The book is constructed from several sets of poems that overlap thematically or tonally, including a handful of poems scattered throughout titled “From the Grandiloquent Dictionary,” which toy with words like katzenjammer and illaqueable and tragematopolist; a series of ruminations on sex (“Sex Fiasco,” “Sex Circumspect,” and so on); and several poems imagining inner lives for inanimate human tools. These tool poems in particular are standouts throughout the collection; where the Grandiloquent Dictionary poems sometimes serve the conceit of the book more so than as individual poems, “Brass Knuckles” and “Scythe” and “Crowbar” and “Guillotine” are all fraught with poetic tension, and their consistent short-lined free verse forms play well against the rhymes and repetitions.
There is evident lineage in Swoop to Marianne Moore; although Moore wrote more for the page than the voice, she put great care into making exacting yet lush experiences out of her descriptions, and Leithauser is similarly precise. Swoop captures the experiential essence of moods and words and shades of sex, enacting and rejecting the constraints of form as individual poems require. Formal sonnets bump up against villanelles and broken sonnets, and free verse poems adopt an AABBA limerick rhyme scheme for a verse and then move on to something else; these poems are virtual parades of rhetorical and poetic tricks. Leithauser’s poems should be read aloud—the insistent rhyming and repetition demand it.
Such phonetic fireworks displays may, at times, begin to feel like a little much, and a collection with so much excess can’t really afford to stray very far over the line between poem and tongue twister. Following the lovely ode-like “Boys of L.A.,” for example, “Voluminous Diva” comes across unfortunately close to a limerick, punch line and all. But the frequent hits more than make up for the occasional misses; “Scythe” and “Mockingbird” and many others are perfectly realized sonic romps that illuminate their subjects masterfully.

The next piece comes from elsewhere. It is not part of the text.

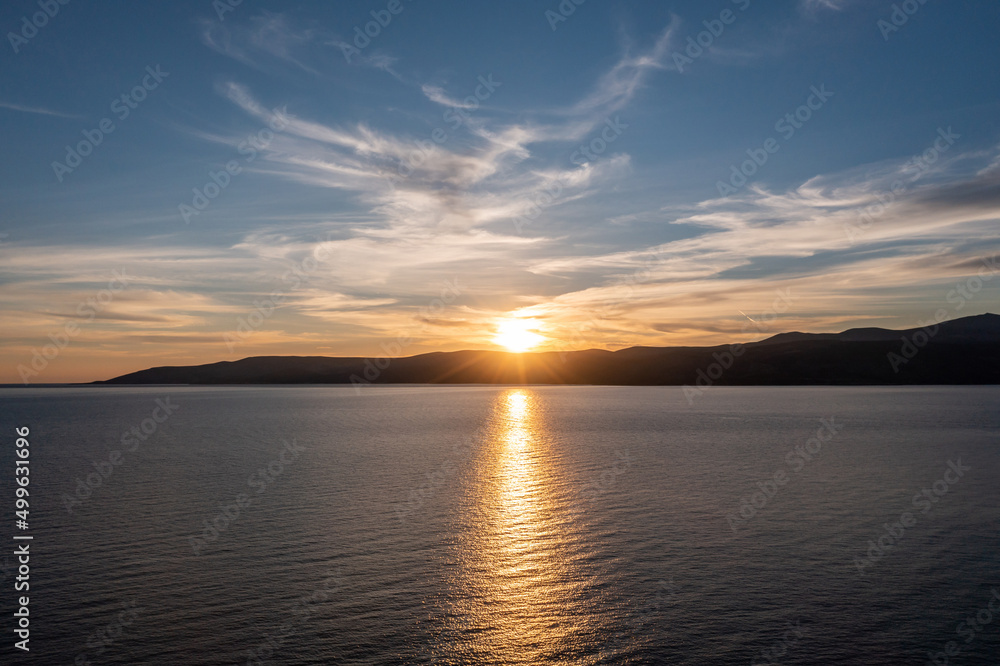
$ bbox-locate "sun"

The primary landscape of the book is one of words and moods, ethereal stuff. The poems operate sometimes literally as poetic definitions of rare words, as in the “From the Grandiloquent Dictionary” poems. Although less explicitly referent, the majority of the other poems offered here are similarly preoccupied with defining; words like “Schadenfreude” and “Rescue” and “Memoir” are detailed in odes rather than departed from as occasions for narrative. Leithauser takes evident care to render the intangible on the page, and in general does so to excellent effect.

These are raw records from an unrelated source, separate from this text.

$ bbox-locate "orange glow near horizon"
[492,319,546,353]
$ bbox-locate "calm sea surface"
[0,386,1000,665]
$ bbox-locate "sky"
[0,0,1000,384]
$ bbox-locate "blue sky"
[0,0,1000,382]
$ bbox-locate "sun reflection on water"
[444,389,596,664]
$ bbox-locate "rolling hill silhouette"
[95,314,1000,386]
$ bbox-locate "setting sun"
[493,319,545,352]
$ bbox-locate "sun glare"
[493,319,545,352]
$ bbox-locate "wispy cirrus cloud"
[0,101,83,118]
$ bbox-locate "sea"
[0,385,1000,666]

References to canonical writers and figures appear here as well as more idiosyncratic ones; there are borrowings and oblique references to lines from Herman Melville and Marianne Moore, as well as contemporary poets and painters, and the Grandiloquent Dictionary, a quirky online project cited in Swoop’s endnotes that reads like a highlight reel of the Oxford English Dictionary. Obsessive interest in words and wordplay is everywhere here, and even the common words show a poet’s care. Consider, for example, the book’s title—Swoop—a single word that makes both an elegant glyph on the page as well as a gracefully onomatopoeic sound when voiced.
As the book opens with a declaration of excess, so its final poem “Zen Heaven” closes with an abundance of negatives, playfully offering readers “no melon, no lemon, no scone, no crumb,” and a few dozen more non-offerings. This is an overwhelming book, so rich that it is probably best dipped in and out of rather than read cover-to-cover, although the careful arrangement of the poems will certainly reward those who do begin at the beginning and read straight through to the end.
Swoop is Hailey Leithauser’s debut collection, and winner of the Poetry Foundation’s Emily Dickinson First Book Award. Wide in scope and playfully serious in tone, Leithauser’s poems are excessive in the best way possible.